Re: [RPRWG] RE: Divergent Simulator Results Explained
- To: David V James <dvj@xxxxxxxxxxxx>
- Subject: Re: [RPRWG] RE: Divergent Simulator Results Explained
- From: Mike Takefman <tak@xxxxxxxxx>
- Date: Wed, 16 Jul 2003 09:26:11 -0400
- CC: Rpr GroupOf Ieee <stds-802-17@xxxxxxxx>,       Jon Schuringa<jon.schuringa@xxxxxxxxxxxx>, bjornfd@xxxxxxxxx,       bjoernal@xxxxxxxxxx, petterte@xxxxxxxxxx, nuzun@xxxxxxxxx,       leonb@xxxxxxxxxxxxx, kkrama@xxxxxxxxxxxxxxxx, JLemon@xxxxxxxxxxxx,       hpeng@xxxxxxxxxxxxxxxxxx, yan@xxxxxxxxxxxxxxx, huang@xxxxxxxxxxxxxxx,       mei@xxxxxxxxxxxxxxxx, SteinGjessing <steing@xxxxxxxxx>
- References: <FMEBLOEMFEFGGFLELMLNKEEDCLAA.dvj@xxxxxxxxxxxx>
- Sender: owner-stds-802-17@xxxxxxxxxxxxxxxxxx
- User-Agent: Mozilla/5.0 (Windows; U; Windows NT 5.0; en-US; rv:1.0.1) Gecko/20020823
David,
I agree SRP != RPR, but you missed my point.
Real network deployments don't require solutions that have
0 corner cases.

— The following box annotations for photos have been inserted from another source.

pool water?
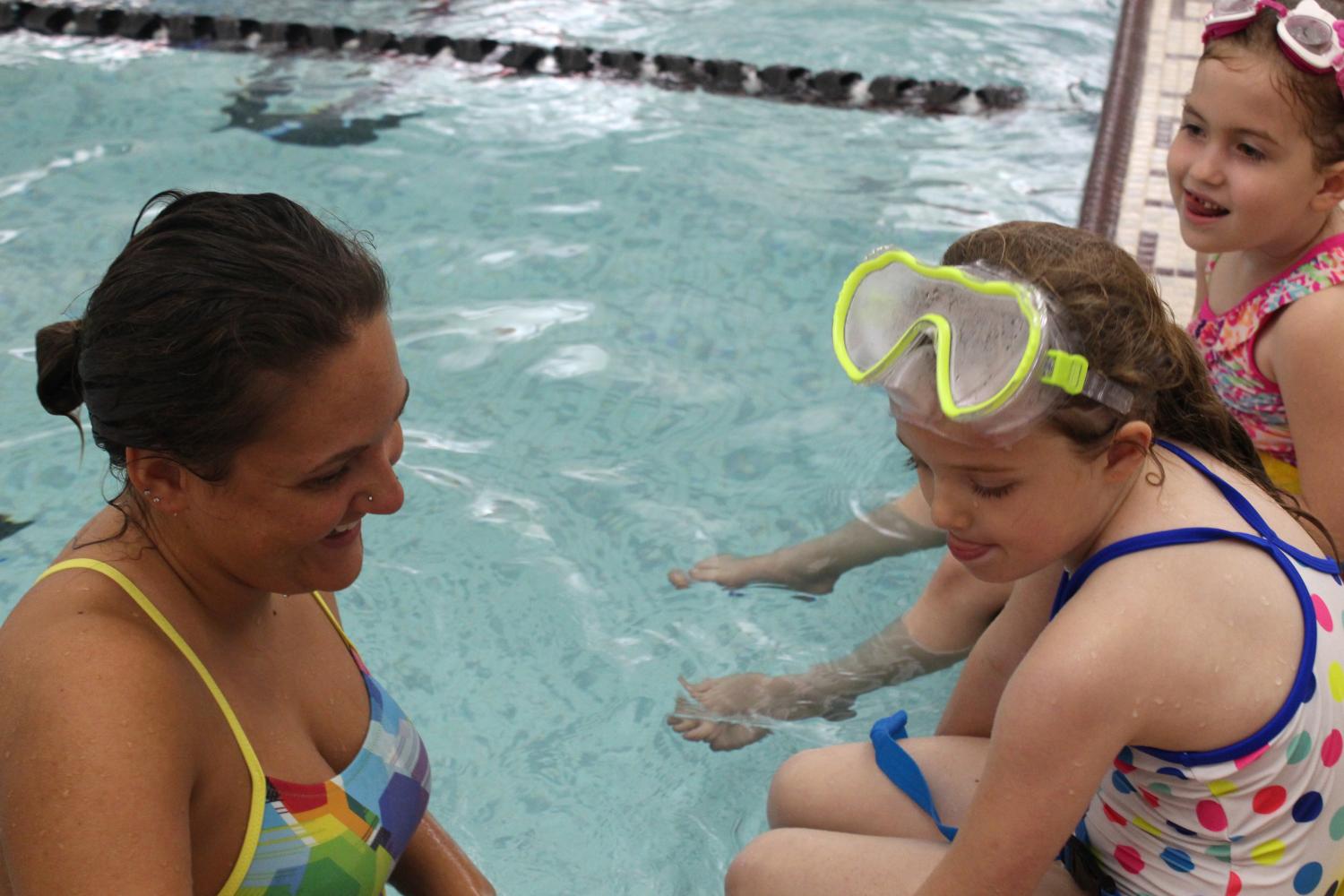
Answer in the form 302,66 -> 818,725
0,0 -> 1118,895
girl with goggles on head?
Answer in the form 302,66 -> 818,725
726,223 -> 1344,896
1183,0 -> 1344,532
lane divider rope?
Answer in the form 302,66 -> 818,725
0,3 -> 1026,114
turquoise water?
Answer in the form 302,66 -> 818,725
0,0 -> 1118,895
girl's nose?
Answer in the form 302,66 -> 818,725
927,485 -> 969,530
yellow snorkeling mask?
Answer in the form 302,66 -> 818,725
832,250 -> 1133,441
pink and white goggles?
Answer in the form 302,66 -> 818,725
1203,0 -> 1344,85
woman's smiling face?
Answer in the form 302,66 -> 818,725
180,314 -> 410,592
897,420 -> 1116,582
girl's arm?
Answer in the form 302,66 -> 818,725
917,577 -> 1140,896
938,564 -> 1064,737
1266,288 -> 1344,544
392,813 -> 495,896
0,613 -> 202,896
668,487 -> 948,594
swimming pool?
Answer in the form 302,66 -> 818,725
0,0 -> 1118,895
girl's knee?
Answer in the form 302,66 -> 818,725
723,829 -> 797,896
766,747 -> 830,828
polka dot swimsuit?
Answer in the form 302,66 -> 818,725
1054,442 -> 1344,896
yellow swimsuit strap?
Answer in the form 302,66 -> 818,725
38,559 -> 278,896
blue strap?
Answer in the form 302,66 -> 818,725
870,710 -> 957,842
1050,439 -> 1340,620
1156,439 -> 1340,575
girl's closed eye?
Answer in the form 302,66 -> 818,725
304,465 -> 349,489
1236,143 -> 1265,161
970,482 -> 1016,498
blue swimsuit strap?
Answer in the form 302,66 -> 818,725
1050,439 -> 1322,766
1158,439 -> 1340,575
868,710 -> 957,844
870,439 -> 1340,856
1050,439 -> 1339,619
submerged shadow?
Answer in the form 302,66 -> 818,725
214,84 -> 421,146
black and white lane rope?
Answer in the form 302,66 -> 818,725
0,3 -> 1026,114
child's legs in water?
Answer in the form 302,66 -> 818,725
725,828 -> 1085,896
768,737 -> 989,842
726,737 -> 1081,896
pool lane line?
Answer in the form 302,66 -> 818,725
0,3 -> 1027,114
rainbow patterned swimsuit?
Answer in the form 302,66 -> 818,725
1188,234 -> 1344,495
39,560 -> 430,896
1051,442 -> 1344,896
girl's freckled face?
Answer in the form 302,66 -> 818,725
1167,51 -> 1322,254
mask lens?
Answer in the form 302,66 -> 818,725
1284,16 -> 1335,54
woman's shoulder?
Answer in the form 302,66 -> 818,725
0,567 -> 207,747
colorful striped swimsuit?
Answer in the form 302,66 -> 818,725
1190,234 -> 1344,495
1051,442 -> 1344,896
39,559 -> 430,896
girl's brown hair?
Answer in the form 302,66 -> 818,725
1201,0 -> 1344,168
943,221 -> 1324,521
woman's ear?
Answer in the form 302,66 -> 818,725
126,447 -> 191,513
1104,420 -> 1153,482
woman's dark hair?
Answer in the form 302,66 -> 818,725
1201,0 -> 1344,169
37,191 -> 387,491
943,221 -> 1328,550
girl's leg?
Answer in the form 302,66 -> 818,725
769,737 -> 989,844
723,828 -> 1082,896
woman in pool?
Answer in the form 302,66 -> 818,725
0,192 -> 494,896
728,223 -> 1344,896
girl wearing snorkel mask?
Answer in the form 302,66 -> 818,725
1183,0 -> 1344,550
726,223 -> 1344,896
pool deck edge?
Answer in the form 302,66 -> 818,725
1080,0 -> 1203,323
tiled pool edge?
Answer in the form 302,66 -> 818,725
1080,0 -> 1203,321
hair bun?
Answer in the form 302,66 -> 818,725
37,320 -> 83,417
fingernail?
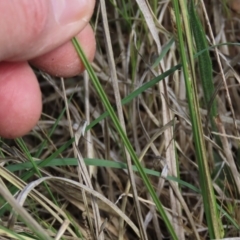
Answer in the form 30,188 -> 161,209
51,0 -> 89,25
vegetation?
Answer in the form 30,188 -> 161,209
0,0 -> 240,240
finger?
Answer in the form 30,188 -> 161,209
30,24 -> 96,77
0,0 -> 95,61
0,62 -> 42,138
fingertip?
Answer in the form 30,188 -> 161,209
0,62 -> 42,138
30,25 -> 96,77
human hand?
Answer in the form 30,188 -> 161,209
0,0 -> 95,138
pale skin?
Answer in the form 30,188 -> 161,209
0,0 -> 96,138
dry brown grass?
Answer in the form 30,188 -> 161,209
0,0 -> 240,240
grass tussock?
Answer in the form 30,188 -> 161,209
0,0 -> 240,240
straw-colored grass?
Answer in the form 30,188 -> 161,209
0,0 -> 240,240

The evaluation is whether something is good
enough to solve real world problems.
mike
David V James wrote:
> Mike,
> 
> With regards to:
> 
>>>Frankly, certain
>>>people can complain about SRP fairness, but it has been
>>>deployed for years in REAL networks and we have not
>>>had any complaints of performance issues.
>>
> 
> Yes, but:
>   assert(RPR!=SRP);
>   if (RPR!=SRP)
>     RPR_Behavior != SRP_Behavior;
> 
> In particular, I believe:
> 1) classA/classB/classC behaviors of RPR are different from SRP.
> 2) single-queue options is not supported in SRP.
> 
> In any case, RPR will have to stand-up to sponsor-ballot
> analysis. I know several reviewers, including myself, that
> will not buy the "its like SRP and (trust us) that works"
> type of arguments.
> 
> Comprehensible text, specific equations, and proofs of worst-case
> latencies are needed. I had to provide such things when writing
> a Masters thesis; I hope we apply similar quality controls to
> IEEE Standards.
> 
> DVJ
> 
> David V. James
> 3180 South Ct
> Palo Alto, CA 94306
> Home: +1.650.494.0926
>       +1.650.856.9801
> Cell: +1.650.954.6906
> Fax:  +1.360.242.5508
> Base: dvj@xxxxxxxxxxxx
> 
> 
>>>-----Original Message-----
>>>From: Mike Takefman [mailto:tak@xxxxxxxxx]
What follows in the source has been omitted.